Andromaque

par

Les passions incontrôlables

À l’image de nombreuses pièces inspirées de la mythologie grecque, Andromaque est une pièce tragique. Et dans cette pièce de théâtre, ce sont les passions exacerbées des personnages qui servent le mieux la tragédie. Qu’il s’agisse de Pyrrhus qui semble avoir toujours été soumis à ses passions, d’Oreste qui a longtemps tenté d’y résister mais qui finit par y céder ou d’Hermione qui laisse ses sentiments voiler son bon jugement, les passions débridées mènent toutes à la fin tragique de ces personnages.

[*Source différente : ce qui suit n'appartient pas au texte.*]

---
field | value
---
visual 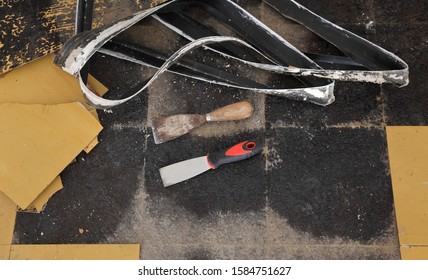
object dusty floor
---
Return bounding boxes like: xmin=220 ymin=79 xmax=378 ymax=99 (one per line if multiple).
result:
xmin=14 ymin=0 xmax=428 ymax=259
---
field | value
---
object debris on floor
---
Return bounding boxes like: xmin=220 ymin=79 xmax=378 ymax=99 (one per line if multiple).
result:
xmin=386 ymin=126 xmax=428 ymax=259
xmin=152 ymin=101 xmax=254 ymax=144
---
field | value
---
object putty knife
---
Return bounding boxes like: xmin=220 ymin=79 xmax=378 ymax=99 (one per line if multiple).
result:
xmin=159 ymin=141 xmax=262 ymax=187
xmin=152 ymin=101 xmax=254 ymax=144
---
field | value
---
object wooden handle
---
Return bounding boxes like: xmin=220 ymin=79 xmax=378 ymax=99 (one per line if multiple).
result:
xmin=206 ymin=101 xmax=254 ymax=122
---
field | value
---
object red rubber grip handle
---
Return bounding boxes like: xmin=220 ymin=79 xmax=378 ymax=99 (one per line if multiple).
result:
xmin=207 ymin=141 xmax=262 ymax=169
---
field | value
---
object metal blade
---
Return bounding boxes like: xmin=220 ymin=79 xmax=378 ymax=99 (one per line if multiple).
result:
xmin=159 ymin=156 xmax=211 ymax=187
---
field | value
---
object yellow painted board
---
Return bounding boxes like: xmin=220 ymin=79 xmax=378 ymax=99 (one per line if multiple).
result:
xmin=0 ymin=244 xmax=11 ymax=261
xmin=10 ymin=244 xmax=140 ymax=260
xmin=386 ymin=126 xmax=428 ymax=245
xmin=400 ymin=246 xmax=428 ymax=260
xmin=0 ymin=102 xmax=102 ymax=209
xmin=19 ymin=176 xmax=63 ymax=213
xmin=0 ymin=192 xmax=16 ymax=245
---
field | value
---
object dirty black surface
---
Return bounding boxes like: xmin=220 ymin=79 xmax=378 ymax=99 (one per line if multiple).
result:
xmin=14 ymin=0 xmax=428 ymax=259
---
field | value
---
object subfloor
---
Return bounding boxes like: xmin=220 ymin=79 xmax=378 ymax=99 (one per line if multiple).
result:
xmin=13 ymin=0 xmax=428 ymax=259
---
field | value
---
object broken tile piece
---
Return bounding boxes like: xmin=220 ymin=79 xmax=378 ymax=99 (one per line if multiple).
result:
xmin=0 ymin=191 xmax=16 ymax=244
xmin=18 ymin=176 xmax=63 ymax=213
xmin=400 ymin=246 xmax=428 ymax=260
xmin=0 ymin=102 xmax=102 ymax=209
xmin=10 ymin=244 xmax=140 ymax=260
xmin=386 ymin=126 xmax=428 ymax=245
xmin=0 ymin=55 xmax=108 ymax=153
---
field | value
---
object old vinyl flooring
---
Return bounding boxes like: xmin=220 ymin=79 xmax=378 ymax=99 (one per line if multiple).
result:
xmin=13 ymin=0 xmax=428 ymax=259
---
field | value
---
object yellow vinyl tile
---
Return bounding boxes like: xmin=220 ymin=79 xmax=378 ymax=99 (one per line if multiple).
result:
xmin=0 ymin=55 xmax=108 ymax=153
xmin=386 ymin=126 xmax=428 ymax=245
xmin=0 ymin=244 xmax=11 ymax=261
xmin=400 ymin=246 xmax=428 ymax=260
xmin=0 ymin=103 xmax=102 ymax=209
xmin=19 ymin=176 xmax=63 ymax=213
xmin=0 ymin=55 xmax=107 ymax=115
xmin=0 ymin=192 xmax=16 ymax=245
xmin=10 ymin=244 xmax=140 ymax=260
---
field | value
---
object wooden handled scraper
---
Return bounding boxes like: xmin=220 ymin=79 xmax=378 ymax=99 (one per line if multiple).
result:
xmin=152 ymin=101 xmax=254 ymax=144
xmin=159 ymin=141 xmax=262 ymax=187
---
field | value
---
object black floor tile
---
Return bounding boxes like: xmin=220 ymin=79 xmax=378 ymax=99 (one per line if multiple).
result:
xmin=268 ymin=128 xmax=393 ymax=242
xmin=370 ymin=25 xmax=428 ymax=125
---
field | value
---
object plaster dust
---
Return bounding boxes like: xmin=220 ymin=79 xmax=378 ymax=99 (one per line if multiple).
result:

Pyrrhus est roi d’Épire. Ses exploits lors de la guerre de Troie lui ont valu l’opportunité de forger avec Ménélas une alliance politique en épousant sa fille Hermione. Mais Pyrrhus est un homme impulsif, et à ses yeux, le plus beau butin qu’il a ramené de Troie est la captive Andromaque. À partir de ce moment, tous les actes de Pyrrhus semblent tournés vers la satisfaction de son vœu. Dans l’espoir d’épouser cette princesse troyenne, il repousse son mariage avec Hermione sans prendre en considération l’affront que cet acte constitue. Il refuse aux Grecs le sang d’Astyanax, il revient sur sa parole d’épouser Hermione et néglige à chaque fois de prendre en considération les conséquences de ses choix.

« HERMIONE : Que m'importe, Seigneur, sa haine ou sa tendresse ?

Allez contre un rebelle armer toute la Grèce ;

Rapportez-lui le prix de sa rébellion ;

Qu'on fasse de l'Épire un second Ilion. »

Les passions d’Oreste semblent être quant à elles plus profondes que celles de Pyrrhus. D’abord fiancé à Hermione, son amour se transforme en haine lorsqu’il apprend qu’elle est désormais fiancée à Pyrrhus. Mais sa haine n’est pas authentique et lorsque la plus petite chance se présente de reconquérir celle qu’il aime, il va au-devant des épreuves sans considération pour le danger dans lequel il pourrait se trouver.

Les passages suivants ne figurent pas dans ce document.